The defendant was the only witness to testify at the hearing. He testified first meeting Mr. Gregory Logan at the former marital residence in Ridgefield in the Fall of 1997. From that time to the present time, he met and talked to him at her residence. He was there during the two and one-half years this action was pending when he went to pick up and drop off his minor children from this home. After the judgment was entered on December 6, he believes they were still living together. The telephone answering machine at her residence refers to them. They go on vacations together with the children. There is no doubt whatsoever in his mind that they have been cohabiting together from the date of the judgment to the present. On numerous occasions, the plaintiff has admitted cohabitating with him in court proceedings, in the Family Relations study, and in the psychological evaluation by Dr. Adamakos. The defendant's testimony was credible and probative, and the court finds the plaintiff has been living with Mr. Gregory Logan since the date of the judgment to the present time. There was no other evidence presented at this hearing.

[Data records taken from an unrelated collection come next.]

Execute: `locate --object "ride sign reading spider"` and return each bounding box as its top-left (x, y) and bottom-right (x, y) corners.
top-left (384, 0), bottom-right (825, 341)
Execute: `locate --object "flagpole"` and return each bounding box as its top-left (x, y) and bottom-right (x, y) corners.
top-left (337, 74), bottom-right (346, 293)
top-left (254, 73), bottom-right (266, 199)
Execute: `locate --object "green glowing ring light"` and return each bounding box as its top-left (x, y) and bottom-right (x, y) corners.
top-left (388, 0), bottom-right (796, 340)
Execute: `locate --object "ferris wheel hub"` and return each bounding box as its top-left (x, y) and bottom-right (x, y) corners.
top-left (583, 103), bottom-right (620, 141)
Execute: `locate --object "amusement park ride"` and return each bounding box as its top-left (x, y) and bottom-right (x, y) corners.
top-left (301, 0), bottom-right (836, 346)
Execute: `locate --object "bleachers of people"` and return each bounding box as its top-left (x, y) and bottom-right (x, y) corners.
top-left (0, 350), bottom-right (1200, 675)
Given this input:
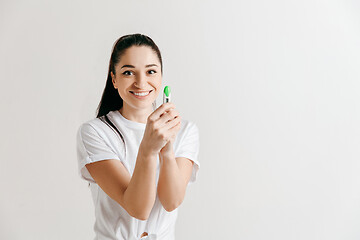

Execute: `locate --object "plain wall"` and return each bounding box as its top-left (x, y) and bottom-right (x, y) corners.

At the time the alimony award was entered, the court was fully aware the plaintiff was living with Mr. Gregory Logan, an unrelated male, for the past two and one-half years. Having this knowledge, the court still awarded her periodic lifetime alimony of $2000 per week and explained what it meant by cohabitation in this order. The explanation begins with the statement, "The Court is aware of the case law regarding cohabitation." The judgment went on to state that "it was aware that there is a further test that case law infers on a cohabitant." However, the term cohabitation was not defined in this order, and the court finds the explanation to be ambiguous. What the court intended is not clear.
DeMaria v. DeMaria, 247 Conn. 715, 719-720 (1999), was decided almost ten months before this judgment was entered. In DeMaria, supra, the Supreme Court reversed the Appellate Court and upheld the trial court and confirmed the term cohabitation, which was not defined in the judgment, to require consideration of the financial impact on the recipient of the alimony. The court stated that the law requires the trial court to consider the financial impact on the cohabitating spouse: CT Page 5029
Section 46b-86(b) does not use the word cohabitation. The legislature instead chose the broader language of `living with another person rather than cohabitation. . . . Kaplan v. Kaplan, 185 Conn. 42, 45, 440 A.2d 252 (1981), on appeal after remand, 186 Conn. 387, 441 A.2d 629 (1982). Because, however, living with another person without financial benefit did not establish sufficient reason to refashion an award of alimony under General Statutes § 46b-81, the legislature imposed the additional requirement that the party making alimony payments prove that the living arrangement has resulted in a change in circumstances that alters the financial needs of the alimony recipient. Therefore, this additional requirement, in effect, serves as a limitation. Pursuant to § 46b-86(b), the nonmarital union must be one with attendant financial consequences before the trial court may alter an award of alimony. [Internal quotation marks omitted.]
At the hearing on this motion, the defendant offered no evidence whatsoever that the plaintiffs financial needs have changed since the alimony order was entered to warrant termination of the alimony order. For all of the foregoing reasons, the defendant's motion is denied.